Adaptive collaborative control is most accurately modeled as a closed loop feedback control system. Closed loop feedback control describes the event where the outputs of a system from an input are used to influence the present or future behavior of the system. The feedback control model is governed by a set of equations that are used to predict the future state of the simuland and regulate its behavior. These equations – in conjunction with principles of control theory – are used to evolve physical operations of the simuland to include, but not limited to: dialogue, path planning, motion, monitoring, and lifting objects over time. Many times, these equations are modeled as nonlinear partial differential equations over a continuous time domain.

Due to their complexity, powerful computers are necessary to implement these models. A consequence of using computers to simulate these models is that continuous systems cannot be fully calculated. Instead, numerical solutions, such as the Runge–Kutta methods, are utilized to approximate these continuous models.

These equations are initialized from the response of one or more sources and rates of changes and outputs are calculated. These rates of changes predict the states of the simuland a short time in the future. The time increment for this prediction is called a time step. These new states are applied to the model to determine the new rates of changes and observational data. This behavior is continued until the desired number of iterations is completed. In the event a future state violates or comes within a tolerance of the violation the simuland will confer with its human counterpart seeking advice on how to proceed from that point. The outputs, or observational data, are used by the human operators to determine what they believe is the best course of action for the simuland. Their commands are fed with the input into the control system and assessed regarding its effectiveness in resolving the issues. If the human commands are determined to be valuable, the simuland will adjust its control input to what the human suggested. If the human's commands are determined to be unbeneficial, malicious, or non-existent, the model will seek its own correction approach.

== Domain and Codomain ==
The domain for the models used to conduct adaptive collaborative control is commands, queries, and responses from the human operator at the finite-state machine level. Commands from the human operator allow the agent to be provided with additional input in its decision-making process. This information is particularly beneficial when the human is a subject matter expert or the human is aware of how to reach an overarching goal when the agent is focused on only one aspect of the entire problem. Queries from the human are used to gather status information on either support functions of the agent or to determine progress on missions. Many times the robot's response serves as precursor information for issuance of a command as human assistance to the agent. Responses from the human operator are initiated by queries from the agent and feedback into the system to provide additional input to potentially regulate an action or set of actions from the agent.

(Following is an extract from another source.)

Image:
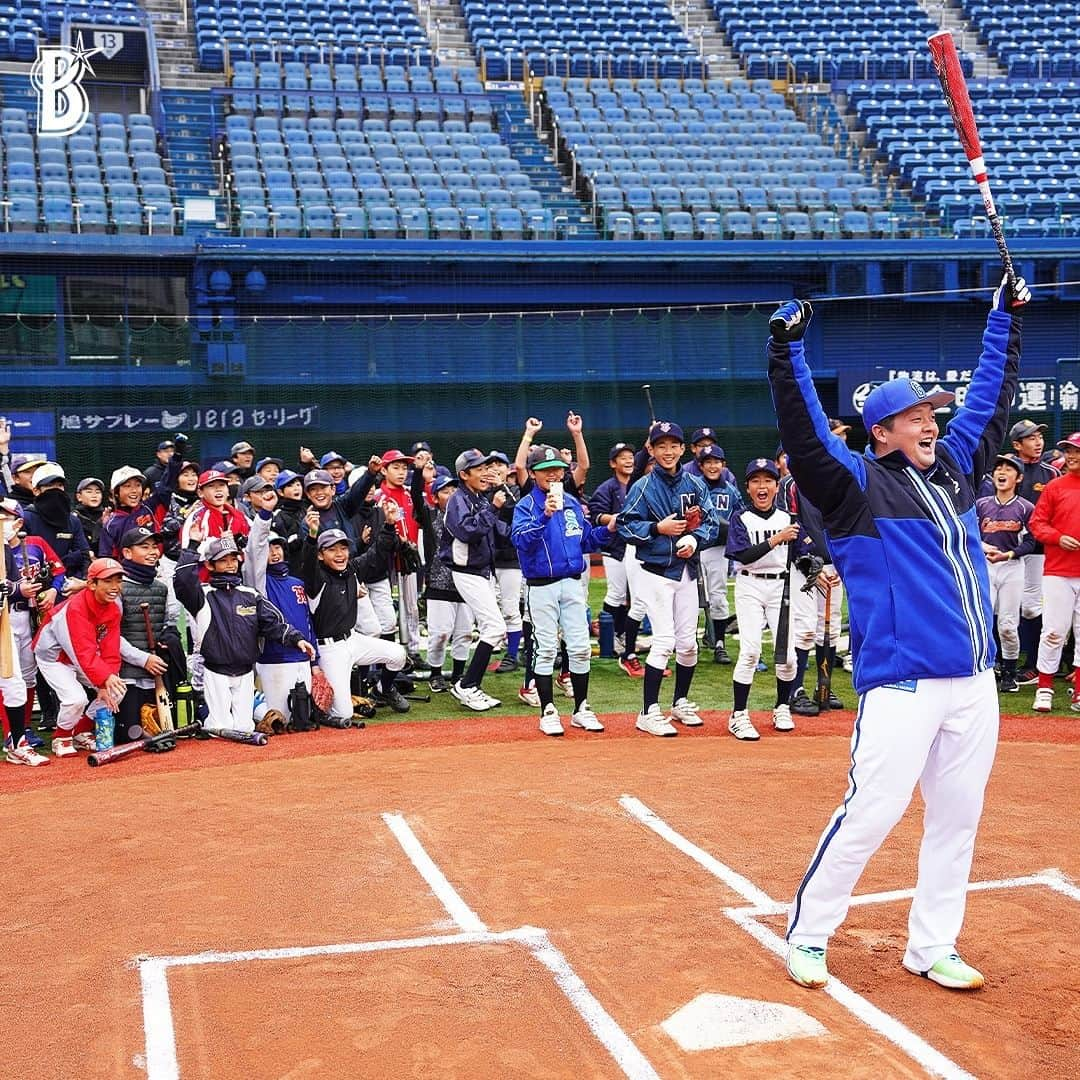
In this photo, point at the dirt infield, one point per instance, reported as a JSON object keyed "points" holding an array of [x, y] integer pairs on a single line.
{"points": [[228, 848]]}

At the functional model level, the system has translated all accepted commands from the human into control inputs used to carry out tasks defined to the agent. Due to the autonomous nature of the simuland, input from the agent is being fed into the machine to operate sustaining functions and tasking that the human operator has ignored or answered to an insufficient manner.

The codomain for the models that utilize adaptive collaborative control are queries, information statements, and responses from the agent. Queries and information statements are elements of the dialogue exchange at the finite-state machine level. Queries from the agent are the system's way of soliciting a response from a human operator. This is particularly important when the agent is physically stuck or at a logical impasse. The types of queries the agent can ask must be pre-defined by the modeler. The frequency and detail associated with a particular query depends on the expertise of the human operator or more accurately the expertise of the human operator identified to the agent. When the agent responds it will send an information statement to the human operator. This statement provides a brief description on what the adaptive collaborative control system decided. At the functional model level, the action associated with the information statement is carried out.

== Applications ==

=== Vehicle teleoperation ===

Vehicle teleoperation has been around for many years. Early adaptations of vehicle teleoperations were robotic vehicles that were controlled continuously by human operators. Many of these systems were operated with line-of-sight RF communications and are now regarded as toys for children. Recent developments in the area of unmanned systems have brought a measure of autonomy to the robots. Adaptive collaborative control offers a shared mode of control where robotic vehicles and humans exchange ideas and advice regarding the best decisions to make on a route following and obstacle avoidance. This shared mode of operation mitigates problems of humans remotely operating in hazardous environments with poor communications and limited performance when humans have continuous, direct control. For vehicle teleoperations, robots will query humans to receive input on decisions that affect their tasks or when presented with safety-related issues. This dialogue is presented through an interface module that also allows the human operation to view the impact of the dialogue. In addition, this interface module allows the human operator to view what the robot's sensors capture in order to initiate commands or inquiries as necessary.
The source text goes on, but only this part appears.